Saturday, September 15, 2007

Expanding the Net

Police and army units can't be everywhere to protect the people. So the obvious answer is to arm and organize the people so they can defend themselves when insurgents and terrorists show up. If they can hold out long enough, heavier forces can reinforce the locals.

This is the essence of my position advocating local defense forces.

And this is what we did in Anbar by getting the tribes to fight al Qaeda with us.

So we want to expand it to other regions, including the Shia regions where Sadrist are the threat rather than jihadis:

U.S. Defense Secretary Robert Gates said the militias appeared to be alienating the Shiite community with internal violence in the same way al-Qaida in Iraq caused Sunni leaders to turn against it.

"There are some signs that the Shia are perhaps beginning to have the same — get the same kind of wake-up call with respect to their extremists that the Sunnis in Anbar did," he said.

Since Karbala, Weems said he has attended a "flurry of meetings" with sheiks interested in ways they can use their formidable influence to help restore order.

"They are well aware of what's happened in Anbar province, the role that the tribes played in securing some of the less secure areas in that province," he said. "There has been a good deal of success with those, not just in Anbar but in other areas."
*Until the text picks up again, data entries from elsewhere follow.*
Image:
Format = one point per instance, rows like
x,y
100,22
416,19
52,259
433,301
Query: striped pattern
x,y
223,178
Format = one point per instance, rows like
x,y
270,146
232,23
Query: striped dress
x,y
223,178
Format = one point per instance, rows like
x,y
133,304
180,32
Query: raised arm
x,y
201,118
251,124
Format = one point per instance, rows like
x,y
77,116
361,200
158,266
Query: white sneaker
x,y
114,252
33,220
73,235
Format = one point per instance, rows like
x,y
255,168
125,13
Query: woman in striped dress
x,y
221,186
Army Capt. Majid al-Imara, who said he has been charged with establishing the new force, said each battalion will be made up of 350 men chosen by tribal leaders, and they will be armed and equipped by the Iraqi government and paid $300 monthly, he said.

Col. Peter Baker, the commander of the 214th Fires Brigade that took over Forward Operating Base Delta near Kut in June, also said the idea was for the tribal volunteers to act as an "auxiliary police force" that could provide security in an organized fashion but let the sheiks maintain control of tribal members.
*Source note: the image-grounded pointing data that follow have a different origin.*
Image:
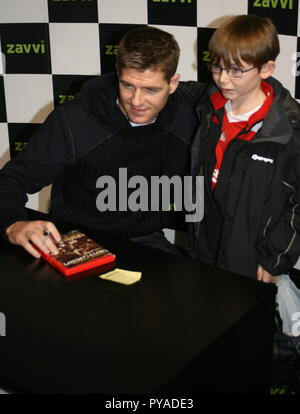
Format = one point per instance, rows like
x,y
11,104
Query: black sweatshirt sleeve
x,y
279,249
49,150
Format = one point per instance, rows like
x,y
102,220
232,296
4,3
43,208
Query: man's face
x,y
142,95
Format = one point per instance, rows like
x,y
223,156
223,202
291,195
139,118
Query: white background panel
x,y
23,11
231,7
75,48
209,13
4,144
39,201
126,11
187,40
286,62
29,98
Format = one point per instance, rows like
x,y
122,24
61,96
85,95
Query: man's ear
x,y
174,82
267,69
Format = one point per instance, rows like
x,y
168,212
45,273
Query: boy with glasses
x,y
248,149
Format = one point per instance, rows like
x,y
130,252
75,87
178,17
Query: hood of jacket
x,y
282,118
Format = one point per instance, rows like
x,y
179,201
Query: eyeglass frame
x,y
209,65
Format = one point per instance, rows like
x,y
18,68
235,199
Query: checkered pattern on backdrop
x,y
49,47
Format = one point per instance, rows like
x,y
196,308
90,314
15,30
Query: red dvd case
x,y
77,253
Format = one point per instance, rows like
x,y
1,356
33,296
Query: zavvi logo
x,y
2,324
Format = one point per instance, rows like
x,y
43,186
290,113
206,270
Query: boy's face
x,y
142,95
243,90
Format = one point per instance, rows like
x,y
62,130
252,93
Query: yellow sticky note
x,y
126,277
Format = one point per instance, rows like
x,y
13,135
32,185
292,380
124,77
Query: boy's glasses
x,y
233,72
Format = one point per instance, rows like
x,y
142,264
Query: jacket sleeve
x,y
279,249
48,151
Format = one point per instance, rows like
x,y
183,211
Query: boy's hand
x,y
43,234
265,276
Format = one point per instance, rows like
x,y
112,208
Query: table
x,y
184,328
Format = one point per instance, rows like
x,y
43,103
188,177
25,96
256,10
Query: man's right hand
x,y
43,234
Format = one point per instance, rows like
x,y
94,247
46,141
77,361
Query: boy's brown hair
x,y
250,38
149,48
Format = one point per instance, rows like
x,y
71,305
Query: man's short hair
x,y
149,48
250,38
Such a net of armed locals, who know who the strangers are, detects insurgents and terrorists and trips them up as they move about, allowing us to hit them with air strikes and ground forces.

Such local defesne forces are key to winning. They aren't that good as troops. But they are persistent because they live where they stand. And they are numerous because they are based on the population itself.

As the first line of defense, persistence and quantity count for more than skill.